Production Operations
View SourceConfiguration and tuning for production deployments.
Configuration
Environment Variables
Configure instrument using OpenTelemetry-compatible environment variables:
| Variable | Description | Default |
|---|---|---|
OTEL_SERVICE_NAME | Service name for resource | unknown_service |
OTEL_SERVICE_VERSION | Service version | none |
OTEL_RESOURCE_ATTRIBUTES | Additional resource attributes | none |
OTEL_TRACES_SAMPLER | Sampler type | parentbased_always_on |
OTEL_TRACES_SAMPLER_ARG | Sampler argument | none |
OTEL_PROPAGATORS | Propagators | tracecontext,baggage |
OTEL_EXPORTER_OTLP_ENDPOINT | OTLP endpoint | none |
OTEL_EXPORTER_OTLP_HEADERS | OTLP headers | none |
OTEL_EXPORTER_OTLP_TIMEOUT | Export timeout (ms) | 10000 |
Application Configuration
%% config/sys.config
[
{instrument, [
{service_name, <<"my-service">>},
{service_version, <<"1.2.3">>},
{sampler, {instrument_sampler_probability, #{ratio => 0.1}}},
{span_processor, {instrument_span_processor_batch, #{
max_queue_size => 2048,
scheduled_delay => 5000,
max_export_batch_size => 512
}}}
]}
].Initialization
%% In your application startup
init() ->
%% Load configuration from environment
instrument_config:init(),
%% Or configure programmatically
configure_telemetry(),
ok.
configure_telemetry() ->
%% Set sampler
instrument_sampler:set_sampler({instrument_sampler_probability, #{
ratio => get_sample_rate()
}}),
%% Configure batch processor
{ok, _} = instrument_span_processor_batch:start_link(#{
exporter => get_exporter(),
max_queue_size => 2048,
scheduled_delay => 5000,
max_export_batch_size => 512
}),
%% Configure logging
instrument_logger:install(#{exporter => true}),
ok.Sampling Strategies
Low Traffic (< 100 req/s)
Sample everything to maximize visibility:
os:putenv("OTEL_TRACES_SAMPLER", "always_on").Medium Traffic (100-1000 req/s)

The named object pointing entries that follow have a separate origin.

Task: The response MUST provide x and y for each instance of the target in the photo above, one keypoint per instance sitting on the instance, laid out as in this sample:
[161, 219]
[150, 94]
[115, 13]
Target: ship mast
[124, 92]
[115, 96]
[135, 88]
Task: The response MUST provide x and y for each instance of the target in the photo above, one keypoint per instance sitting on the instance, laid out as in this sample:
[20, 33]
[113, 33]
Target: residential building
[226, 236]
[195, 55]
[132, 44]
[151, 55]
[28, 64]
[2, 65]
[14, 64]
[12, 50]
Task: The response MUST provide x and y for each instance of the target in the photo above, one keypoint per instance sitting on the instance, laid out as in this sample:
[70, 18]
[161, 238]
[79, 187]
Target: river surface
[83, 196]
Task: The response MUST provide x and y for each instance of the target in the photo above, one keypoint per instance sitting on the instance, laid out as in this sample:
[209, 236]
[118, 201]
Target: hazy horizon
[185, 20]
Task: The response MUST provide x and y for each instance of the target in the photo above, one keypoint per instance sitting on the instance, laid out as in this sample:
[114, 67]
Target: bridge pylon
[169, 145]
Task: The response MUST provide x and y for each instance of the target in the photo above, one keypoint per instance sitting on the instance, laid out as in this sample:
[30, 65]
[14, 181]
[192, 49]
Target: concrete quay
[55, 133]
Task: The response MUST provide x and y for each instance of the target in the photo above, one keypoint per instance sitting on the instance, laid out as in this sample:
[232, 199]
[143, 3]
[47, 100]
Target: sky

Sample a portion to balance cost and visibility:
os:putenv("OTEL_TRACES_SAMPLER", "parentbased_traceidratio"),
os:putenv("OTEL_TRACES_SAMPLER_ARG", "0.5"). %% 50%High Traffic (> 1000 req/s)
Sample aggressively to control costs:
os:putenv("OTEL_TRACES_SAMPLER", "parentbased_traceidratio"),
os:putenv("OTEL_TRACES_SAMPLER_ARG", "0.1"). %% 10%Adaptive Sampling
Implement custom sampling based on conditions:
-module(adaptive_sampler).
-behaviour(instrument_sampler).
-export([should_sample/6]).
should_sample(TraceId, SpanName, Kind, Attrs, Links, Parent) ->
Rate = case SpanName of
<<"health_check">> -> 0.01; %% 1% for health checks
<<"critical_", _/binary>> -> 1.0; %% 100% for critical ops
_ -> base_rate()
end,
%% Always sample errors
Rate2 = case maps:get(<<"error">>, Attrs, false) of
true -> 1.0;
false -> Rate
end,
case rand:uniform() < Rate2 of
true -> #sampling_result{decision = record_and_sample};
false -> #sampling_result{decision = drop}
end.
base_rate() ->
%% Adjust based on current load
case erlang:statistics(run_queue) of
N when N > 100 -> 0.01; %% High load: 1%
N when N > 50 -> 0.05; %% Medium load: 5%
_ -> 0.1 %% Normal: 10%
end.Batch Processing
Configuration
instrument_span_processor_batch:start_link(#{
%% Exporter to use
exporter => instrument_exporter_otlp:new(#{
endpoint => "http://collector:4318/v1/traces"
}),
%% Maximum spans to queue
max_queue_size => 2048,
%% Export interval (ms)
scheduled_delay => 5000,
%% Maximum spans per export batch
max_export_batch_size => 512,
%% Timeout for export (ms)
export_timeout => 30000
}).Tuning Guidelines
| Setting | Low Latency | High Throughput |
|---|---|---|
max_queue_size | 512 | 4096 |
scheduled_delay | 1000 | 10000 |
max_export_batch_size | 128 | 512 |
Handling Backpressure
When the queue is full, new spans are dropped. Monitor this:
%% Create metric for dropped spans
instrument_metric:new_counter(otel_dropped_spans_total, <<"Dropped spans due to backpressure">>).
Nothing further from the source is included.